Seems to me that struggle is the ‘fuel’ that propels humanity in a predetermined direction … I suggest ‘predetermined’ … to state otherwise is to suggest the universe is in a perpetual chaotic state … a condition I refuse to accept.

Struggle for survival … struggle for dominance … struggle with our changing environment … weather patterns, growing populations etc … struggle for answers to our questions … science, faith, religion, philosophy etc … struggle for acceptance and affection

The above struggles … and many more not mentioned … permeate all recorded human history. The notion ‘struggle’ infers outcome … win … lose … or stalemate … always an outcome.

The overriding struggle … the ‘archetype’ of all struggles … as yet undefined … that stretches over all human history … must some day produce an outcome.

Seems to me that humanity is approaching an important milestone … a particular point in time … where both the ‘archetype’ struggle will be known and the outcome will be known.

I don’t see this as a once and for all situation … simply a ‘watershed moment’ … a moment where humanity leaves behind the ‘torrent of human custom’ we all know and enters into a new stage of development … new circumstances … new rules. The new humanity … the transformed humanity … is centered much more on LOVE … CHARITY … KINDNESS … GENTLENESS etc

First, let me apologize. I was responding to DeMeo’s paper. My response, perhaps, sent CN off on his spout.

I think competition, jealousy and violence are learned, rather than innate. What do I mean by innate? Let me answer my question with a question. Are animals born with aggression to the point where they actively seek out aggression? Or is fear the innate motivator?

I found your earlier post helpful … as I have all other posts. CN’s lengthy narrative encouraged me to harden my view that … more information = more confusion. :slight_smile:

In your earlier post … the words …” Archeological evidence shows that Neanderthals probably followed certain burial rites that could be mean a symbolic belief in an after-life.“ were particularly encouraging. As you can glean from my posts … I’m inclined to support the belief in some form of ‘life’ after death.
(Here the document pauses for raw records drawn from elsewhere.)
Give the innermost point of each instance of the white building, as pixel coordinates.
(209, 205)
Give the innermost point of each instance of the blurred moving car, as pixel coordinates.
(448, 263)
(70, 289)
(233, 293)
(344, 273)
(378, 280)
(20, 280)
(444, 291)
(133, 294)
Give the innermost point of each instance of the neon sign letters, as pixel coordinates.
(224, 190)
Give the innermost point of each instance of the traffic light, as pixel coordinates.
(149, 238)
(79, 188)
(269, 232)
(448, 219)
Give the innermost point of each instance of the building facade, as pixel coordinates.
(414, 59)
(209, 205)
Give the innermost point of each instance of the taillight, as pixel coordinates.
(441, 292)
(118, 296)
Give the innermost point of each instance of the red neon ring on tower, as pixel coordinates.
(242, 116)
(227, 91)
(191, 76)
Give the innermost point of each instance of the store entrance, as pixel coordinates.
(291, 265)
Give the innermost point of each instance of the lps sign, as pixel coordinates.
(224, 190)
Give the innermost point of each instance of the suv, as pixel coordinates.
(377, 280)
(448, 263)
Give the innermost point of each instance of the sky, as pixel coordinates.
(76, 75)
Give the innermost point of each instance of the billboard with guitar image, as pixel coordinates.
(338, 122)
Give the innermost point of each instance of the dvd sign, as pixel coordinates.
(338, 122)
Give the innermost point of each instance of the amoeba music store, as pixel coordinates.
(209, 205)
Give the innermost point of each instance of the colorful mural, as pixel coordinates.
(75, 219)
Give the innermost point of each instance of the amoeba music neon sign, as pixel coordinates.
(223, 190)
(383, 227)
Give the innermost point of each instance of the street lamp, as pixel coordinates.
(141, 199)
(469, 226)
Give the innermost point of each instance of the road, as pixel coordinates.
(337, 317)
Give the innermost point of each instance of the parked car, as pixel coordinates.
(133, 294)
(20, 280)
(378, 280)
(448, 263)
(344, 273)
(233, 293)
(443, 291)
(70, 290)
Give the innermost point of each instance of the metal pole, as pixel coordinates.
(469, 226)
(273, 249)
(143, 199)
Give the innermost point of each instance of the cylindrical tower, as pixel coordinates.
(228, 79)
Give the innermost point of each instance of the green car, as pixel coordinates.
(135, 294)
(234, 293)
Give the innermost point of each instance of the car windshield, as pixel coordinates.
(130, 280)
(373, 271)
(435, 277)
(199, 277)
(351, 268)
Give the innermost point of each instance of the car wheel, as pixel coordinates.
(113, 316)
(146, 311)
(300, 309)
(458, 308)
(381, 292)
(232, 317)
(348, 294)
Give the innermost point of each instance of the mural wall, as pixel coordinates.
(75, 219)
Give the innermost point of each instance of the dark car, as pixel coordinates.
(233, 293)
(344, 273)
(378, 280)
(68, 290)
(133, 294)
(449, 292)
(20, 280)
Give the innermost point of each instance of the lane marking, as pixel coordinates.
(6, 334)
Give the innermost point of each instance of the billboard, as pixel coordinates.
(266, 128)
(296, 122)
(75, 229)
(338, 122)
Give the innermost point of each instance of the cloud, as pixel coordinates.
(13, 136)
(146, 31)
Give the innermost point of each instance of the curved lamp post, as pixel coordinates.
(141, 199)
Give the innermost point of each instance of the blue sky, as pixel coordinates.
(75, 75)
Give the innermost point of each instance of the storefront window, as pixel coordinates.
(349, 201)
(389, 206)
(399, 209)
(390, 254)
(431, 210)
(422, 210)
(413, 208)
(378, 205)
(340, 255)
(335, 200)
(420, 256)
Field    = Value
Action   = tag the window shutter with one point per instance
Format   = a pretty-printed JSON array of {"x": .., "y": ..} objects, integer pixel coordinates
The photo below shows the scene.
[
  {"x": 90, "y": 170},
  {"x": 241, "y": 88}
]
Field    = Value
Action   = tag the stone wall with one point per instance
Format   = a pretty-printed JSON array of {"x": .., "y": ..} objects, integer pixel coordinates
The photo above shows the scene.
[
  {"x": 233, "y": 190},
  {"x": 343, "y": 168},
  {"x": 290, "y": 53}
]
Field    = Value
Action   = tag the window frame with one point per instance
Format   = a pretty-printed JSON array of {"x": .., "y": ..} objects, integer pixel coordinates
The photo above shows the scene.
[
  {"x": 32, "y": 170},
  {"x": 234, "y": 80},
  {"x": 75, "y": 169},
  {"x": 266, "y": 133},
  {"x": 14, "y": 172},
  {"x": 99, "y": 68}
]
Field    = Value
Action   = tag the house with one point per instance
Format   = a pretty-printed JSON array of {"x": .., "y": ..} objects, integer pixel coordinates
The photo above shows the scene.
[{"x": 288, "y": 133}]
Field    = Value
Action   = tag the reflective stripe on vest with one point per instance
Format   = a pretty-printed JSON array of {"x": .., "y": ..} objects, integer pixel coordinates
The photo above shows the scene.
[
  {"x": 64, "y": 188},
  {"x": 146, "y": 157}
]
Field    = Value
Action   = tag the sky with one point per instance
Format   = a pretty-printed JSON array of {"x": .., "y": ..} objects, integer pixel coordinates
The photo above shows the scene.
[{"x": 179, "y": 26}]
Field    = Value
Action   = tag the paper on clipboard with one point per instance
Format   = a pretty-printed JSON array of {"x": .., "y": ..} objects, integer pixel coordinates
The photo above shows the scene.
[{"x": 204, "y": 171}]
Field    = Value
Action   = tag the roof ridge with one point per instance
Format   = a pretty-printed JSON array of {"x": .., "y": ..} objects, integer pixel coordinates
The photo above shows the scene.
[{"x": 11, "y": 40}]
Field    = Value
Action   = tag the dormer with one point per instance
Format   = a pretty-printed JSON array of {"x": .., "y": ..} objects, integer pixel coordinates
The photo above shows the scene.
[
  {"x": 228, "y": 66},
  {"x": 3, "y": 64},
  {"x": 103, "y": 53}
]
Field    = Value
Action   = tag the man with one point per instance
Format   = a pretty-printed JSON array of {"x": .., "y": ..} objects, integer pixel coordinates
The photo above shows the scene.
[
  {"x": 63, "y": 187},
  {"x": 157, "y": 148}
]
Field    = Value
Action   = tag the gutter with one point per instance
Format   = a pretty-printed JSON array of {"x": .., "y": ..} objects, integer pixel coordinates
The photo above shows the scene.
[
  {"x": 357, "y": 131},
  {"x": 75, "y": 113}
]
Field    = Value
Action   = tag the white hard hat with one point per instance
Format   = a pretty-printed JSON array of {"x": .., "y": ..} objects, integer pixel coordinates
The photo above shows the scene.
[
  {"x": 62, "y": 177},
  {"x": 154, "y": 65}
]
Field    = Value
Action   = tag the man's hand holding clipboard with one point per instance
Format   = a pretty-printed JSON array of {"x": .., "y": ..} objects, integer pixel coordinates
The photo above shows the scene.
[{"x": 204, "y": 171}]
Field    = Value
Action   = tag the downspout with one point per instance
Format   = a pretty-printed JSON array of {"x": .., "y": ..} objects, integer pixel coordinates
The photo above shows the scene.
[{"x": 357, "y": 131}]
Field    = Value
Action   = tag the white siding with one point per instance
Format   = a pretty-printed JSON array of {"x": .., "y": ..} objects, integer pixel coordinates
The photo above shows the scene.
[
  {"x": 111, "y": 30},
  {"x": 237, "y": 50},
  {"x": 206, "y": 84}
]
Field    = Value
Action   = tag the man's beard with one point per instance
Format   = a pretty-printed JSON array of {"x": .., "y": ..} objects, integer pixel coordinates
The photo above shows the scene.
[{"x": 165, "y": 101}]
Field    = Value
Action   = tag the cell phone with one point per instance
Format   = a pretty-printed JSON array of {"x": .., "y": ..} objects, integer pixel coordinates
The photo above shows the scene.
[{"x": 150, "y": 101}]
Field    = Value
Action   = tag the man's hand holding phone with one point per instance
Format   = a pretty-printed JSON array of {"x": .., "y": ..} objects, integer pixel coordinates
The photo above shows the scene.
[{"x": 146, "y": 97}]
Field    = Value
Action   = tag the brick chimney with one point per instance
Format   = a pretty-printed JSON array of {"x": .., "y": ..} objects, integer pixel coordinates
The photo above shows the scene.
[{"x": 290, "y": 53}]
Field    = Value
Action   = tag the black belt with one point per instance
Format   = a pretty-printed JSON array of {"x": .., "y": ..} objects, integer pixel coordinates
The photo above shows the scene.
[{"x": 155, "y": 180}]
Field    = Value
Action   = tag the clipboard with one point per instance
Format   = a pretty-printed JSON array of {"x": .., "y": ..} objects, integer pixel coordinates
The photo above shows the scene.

It’s reassuring for me to know that my feeling may have it’s genesis in Neanderthals … long before any substantial organized form of religion.

To your question … I believe ‘aggression’ is innate in all animals … human beings included. If for no other reason than self preservation or preservation of other members of the species … for example … a mother protecting her offspring.

That being said … I believe every species has some ‘discretion’ concerning the degree to which any particular innate characteristic dominates the species’ behaviour … over time. Seems some innate characteristics are comfortably left dormant in some species and the same characteristic is nurtured to the extreme in others … eg … aggression in the human species.

The predominance of ‘competition’ in our daily lives nurtures aggressive behavioural responses.

I’ve spent a lot of time in China during the past 6 years. Last year I learned about Lao Tsu … not sure he is a real person … legend or myth. He is considered the father of Taoism(Daoism) and is believed to have had a significant influence on Chinese culture for the past 2,500 years.

One of the pillars of Lao Tsu’s philosophy is “avoid competition” … perhaps he understood the downside risks of pervasive competition?

Today a Chinese axiom popped on to centre stage of my mind … dated from about 600AD … “Pi Fu Han Shu” … translated literally means … an ant trying to push over a large tree.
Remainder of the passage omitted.